Title: Anti-PEG IgE in anaphylaxis associated with polyethylene glycol

Abstract

Polyethylene glycol (PEG) with its unique properties, including solubility in water and non-polar solvents, has been used in many medical and pharmaceutical products including LNP/mRNA COVID vaccines as an active ingredient or excipient. Despite the success of these products, acute drug allergic reactions associated with PEG have been observed in both clinical trials and practice, with many cases occurring without a known prior PEG exposure. Many cases of PEG associated anaphylaxis may not be recognized, especially for products where PEG is not identified as an active ingredient. Although skin testing suggested a potential IgE-mediated type 1 hypersensitivity reaction in some cases, a reliable lab assay to sensitively detect specific anti-PEG IgE was not available to evaluate these events.
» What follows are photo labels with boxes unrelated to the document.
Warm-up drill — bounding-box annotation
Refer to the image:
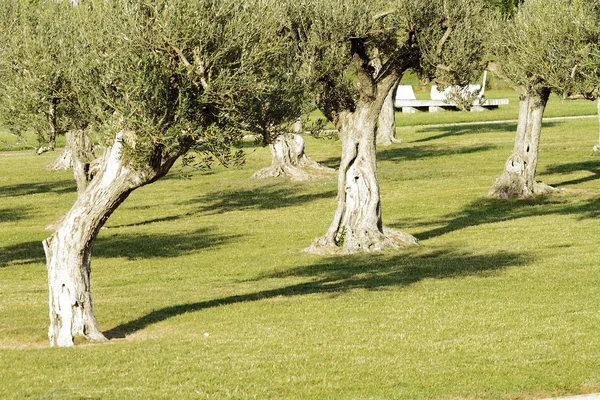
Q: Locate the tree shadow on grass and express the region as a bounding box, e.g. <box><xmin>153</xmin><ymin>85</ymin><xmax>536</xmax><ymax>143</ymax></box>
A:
<box><xmin>0</xmin><ymin>229</ymin><xmax>239</xmax><ymax>268</ymax></box>
<box><xmin>0</xmin><ymin>179</ymin><xmax>77</xmax><ymax>197</ymax></box>
<box><xmin>412</xmin><ymin>121</ymin><xmax>562</xmax><ymax>143</ymax></box>
<box><xmin>410</xmin><ymin>195</ymin><xmax>600</xmax><ymax>240</ymax></box>
<box><xmin>0</xmin><ymin>240</ymin><xmax>46</xmax><ymax>268</ymax></box>
<box><xmin>322</xmin><ymin>145</ymin><xmax>498</xmax><ymax>168</ymax></box>
<box><xmin>544</xmin><ymin>160</ymin><xmax>600</xmax><ymax>186</ymax></box>
<box><xmin>191</xmin><ymin>185</ymin><xmax>337</xmax><ymax>214</ymax></box>
<box><xmin>377</xmin><ymin>145</ymin><xmax>497</xmax><ymax>161</ymax></box>
<box><xmin>104</xmin><ymin>251</ymin><xmax>532</xmax><ymax>338</ymax></box>
<box><xmin>93</xmin><ymin>228</ymin><xmax>240</xmax><ymax>260</ymax></box>
<box><xmin>412</xmin><ymin>122</ymin><xmax>517</xmax><ymax>143</ymax></box>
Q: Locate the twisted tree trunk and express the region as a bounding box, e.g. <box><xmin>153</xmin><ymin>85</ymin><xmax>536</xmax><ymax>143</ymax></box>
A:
<box><xmin>252</xmin><ymin>133</ymin><xmax>334</xmax><ymax>180</ymax></box>
<box><xmin>487</xmin><ymin>88</ymin><xmax>555</xmax><ymax>199</ymax></box>
<box><xmin>43</xmin><ymin>131</ymin><xmax>179</xmax><ymax>346</ymax></box>
<box><xmin>306</xmin><ymin>102</ymin><xmax>417</xmax><ymax>254</ymax></box>
<box><xmin>48</xmin><ymin>130</ymin><xmax>95</xmax><ymax>194</ymax></box>
<box><xmin>48</xmin><ymin>99</ymin><xmax>59</xmax><ymax>151</ymax></box>
<box><xmin>377</xmin><ymin>81</ymin><xmax>402</xmax><ymax>146</ymax></box>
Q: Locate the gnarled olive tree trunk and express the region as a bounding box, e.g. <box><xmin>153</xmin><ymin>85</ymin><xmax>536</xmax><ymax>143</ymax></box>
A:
<box><xmin>252</xmin><ymin>133</ymin><xmax>335</xmax><ymax>180</ymax></box>
<box><xmin>306</xmin><ymin>101</ymin><xmax>417</xmax><ymax>254</ymax></box>
<box><xmin>377</xmin><ymin>81</ymin><xmax>402</xmax><ymax>146</ymax></box>
<box><xmin>48</xmin><ymin>129</ymin><xmax>95</xmax><ymax>194</ymax></box>
<box><xmin>43</xmin><ymin>131</ymin><xmax>178</xmax><ymax>346</ymax></box>
<box><xmin>487</xmin><ymin>88</ymin><xmax>555</xmax><ymax>199</ymax></box>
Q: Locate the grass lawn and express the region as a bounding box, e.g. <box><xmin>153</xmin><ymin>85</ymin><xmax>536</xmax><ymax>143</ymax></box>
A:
<box><xmin>0</xmin><ymin>109</ymin><xmax>600</xmax><ymax>399</ymax></box>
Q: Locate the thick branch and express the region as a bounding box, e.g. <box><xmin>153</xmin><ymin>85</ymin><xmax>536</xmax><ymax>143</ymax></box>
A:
<box><xmin>167</xmin><ymin>39</ymin><xmax>208</xmax><ymax>90</ymax></box>
<box><xmin>350</xmin><ymin>38</ymin><xmax>375</xmax><ymax>100</ymax></box>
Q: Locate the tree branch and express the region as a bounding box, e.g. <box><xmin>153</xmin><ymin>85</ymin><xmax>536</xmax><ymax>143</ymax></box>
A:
<box><xmin>165</xmin><ymin>38</ymin><xmax>208</xmax><ymax>90</ymax></box>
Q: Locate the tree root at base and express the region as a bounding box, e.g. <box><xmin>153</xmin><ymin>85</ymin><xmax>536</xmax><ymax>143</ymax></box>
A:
<box><xmin>303</xmin><ymin>227</ymin><xmax>419</xmax><ymax>255</ymax></box>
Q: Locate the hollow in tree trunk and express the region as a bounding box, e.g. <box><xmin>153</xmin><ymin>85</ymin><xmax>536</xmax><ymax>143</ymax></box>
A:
<box><xmin>43</xmin><ymin>131</ymin><xmax>178</xmax><ymax>346</ymax></box>
<box><xmin>306</xmin><ymin>102</ymin><xmax>417</xmax><ymax>254</ymax></box>
<box><xmin>487</xmin><ymin>88</ymin><xmax>556</xmax><ymax>199</ymax></box>
<box><xmin>252</xmin><ymin>133</ymin><xmax>335</xmax><ymax>180</ymax></box>
<box><xmin>377</xmin><ymin>81</ymin><xmax>402</xmax><ymax>146</ymax></box>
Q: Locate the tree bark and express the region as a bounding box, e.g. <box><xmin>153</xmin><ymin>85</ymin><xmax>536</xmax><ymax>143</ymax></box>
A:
<box><xmin>48</xmin><ymin>130</ymin><xmax>95</xmax><ymax>194</ymax></box>
<box><xmin>305</xmin><ymin>101</ymin><xmax>417</xmax><ymax>254</ymax></box>
<box><xmin>377</xmin><ymin>81</ymin><xmax>402</xmax><ymax>146</ymax></box>
<box><xmin>43</xmin><ymin>131</ymin><xmax>179</xmax><ymax>346</ymax></box>
<box><xmin>487</xmin><ymin>88</ymin><xmax>555</xmax><ymax>199</ymax></box>
<box><xmin>252</xmin><ymin>133</ymin><xmax>334</xmax><ymax>180</ymax></box>
<box><xmin>48</xmin><ymin>99</ymin><xmax>58</xmax><ymax>151</ymax></box>
<box><xmin>592</xmin><ymin>96</ymin><xmax>600</xmax><ymax>151</ymax></box>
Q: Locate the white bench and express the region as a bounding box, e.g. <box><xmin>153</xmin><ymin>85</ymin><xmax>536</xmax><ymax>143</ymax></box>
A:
<box><xmin>394</xmin><ymin>85</ymin><xmax>508</xmax><ymax>113</ymax></box>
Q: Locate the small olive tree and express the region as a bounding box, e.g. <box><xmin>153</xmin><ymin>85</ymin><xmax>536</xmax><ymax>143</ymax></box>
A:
<box><xmin>0</xmin><ymin>0</ymin><xmax>87</xmax><ymax>153</ymax></box>
<box><xmin>2</xmin><ymin>0</ymin><xmax>298</xmax><ymax>346</ymax></box>
<box><xmin>487</xmin><ymin>0</ymin><xmax>598</xmax><ymax>198</ymax></box>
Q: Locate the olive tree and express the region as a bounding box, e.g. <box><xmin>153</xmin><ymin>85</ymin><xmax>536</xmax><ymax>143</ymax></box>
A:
<box><xmin>2</xmin><ymin>0</ymin><xmax>298</xmax><ymax>346</ymax></box>
<box><xmin>0</xmin><ymin>0</ymin><xmax>85</xmax><ymax>153</ymax></box>
<box><xmin>244</xmin><ymin>59</ymin><xmax>334</xmax><ymax>180</ymax></box>
<box><xmin>288</xmin><ymin>0</ymin><xmax>492</xmax><ymax>253</ymax></box>
<box><xmin>487</xmin><ymin>0</ymin><xmax>598</xmax><ymax>198</ymax></box>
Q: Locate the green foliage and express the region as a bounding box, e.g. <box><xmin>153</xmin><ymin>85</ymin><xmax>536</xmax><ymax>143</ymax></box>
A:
<box><xmin>0</xmin><ymin>114</ymin><xmax>600</xmax><ymax>400</ymax></box>
<box><xmin>286</xmin><ymin>0</ymin><xmax>485</xmax><ymax>121</ymax></box>
<box><xmin>0</xmin><ymin>0</ymin><xmax>304</xmax><ymax>165</ymax></box>
<box><xmin>487</xmin><ymin>0</ymin><xmax>600</xmax><ymax>95</ymax></box>
<box><xmin>0</xmin><ymin>0</ymin><xmax>87</xmax><ymax>143</ymax></box>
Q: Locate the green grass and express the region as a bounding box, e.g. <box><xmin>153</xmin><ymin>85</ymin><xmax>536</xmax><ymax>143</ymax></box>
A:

Studies with ELISA-based anti-PEG assays have reported high background and lack of specificity and thus, could only detect higher levels of IgG and IgM. To fill this important gap in assessing the increasing risks associated with the use of PEG and PEGylated drugs, we developed a dual cytometric beads assay (DCBA, with built-in specificity control) for the detection of anti-PEG antibodies, with a 100-fold greater sensitivity than conventional assays. This increased assay sensitivity allows for reliable detection of anti-PEG IgE. This assay was used to test samples from patients who had developed clinical anaphylaxis upon PEG exposure (cases) and those who did not (controls). The DCBA method and results enabled us to first confirm the long-considered hypothesis that PEG-associated acute allergy can be due to IgE-mediated type 1 hypersensitivity. We also demonstrated pre-existing antibodies to PEG in normal sera that can explain allergic responses on apparently initial exposures.

Biography

Zhaohua (Joe) Zhou, Ph.D., is a Research/Reviewer Scientist at the Office of Biotechnology Products, CDER, US Food & Drug Administration. Dr. Zhou’s research interest is in the development of lab models to pinpoint and predict drug-induced acute allergic reactions. These methods are based upon and covering current understanding to the mechanisms of a clinical anaphylaxis, including: 1) Drug-specific IgE screening and in vitro Type 1 sensitization model (drug-binding antibodies and mast cell degranulation); 2) Drug-specific IgG/IgM screening followed by complement- activation through classical and non-classical pathway-generated anaphylatoxins assay (C3a, C4a and C5a); 3) mast cell directly degranulation; 4) cytokine storm assay (activated T cells and macrophages using PBMC or whole blood culture); and 5) contact system (kinin/kallikrein) activation assay. These models, when using comprehensively, can quickly rule in and rule out drug quality related causes as well as predict patient sensitivity to particular therapeutics.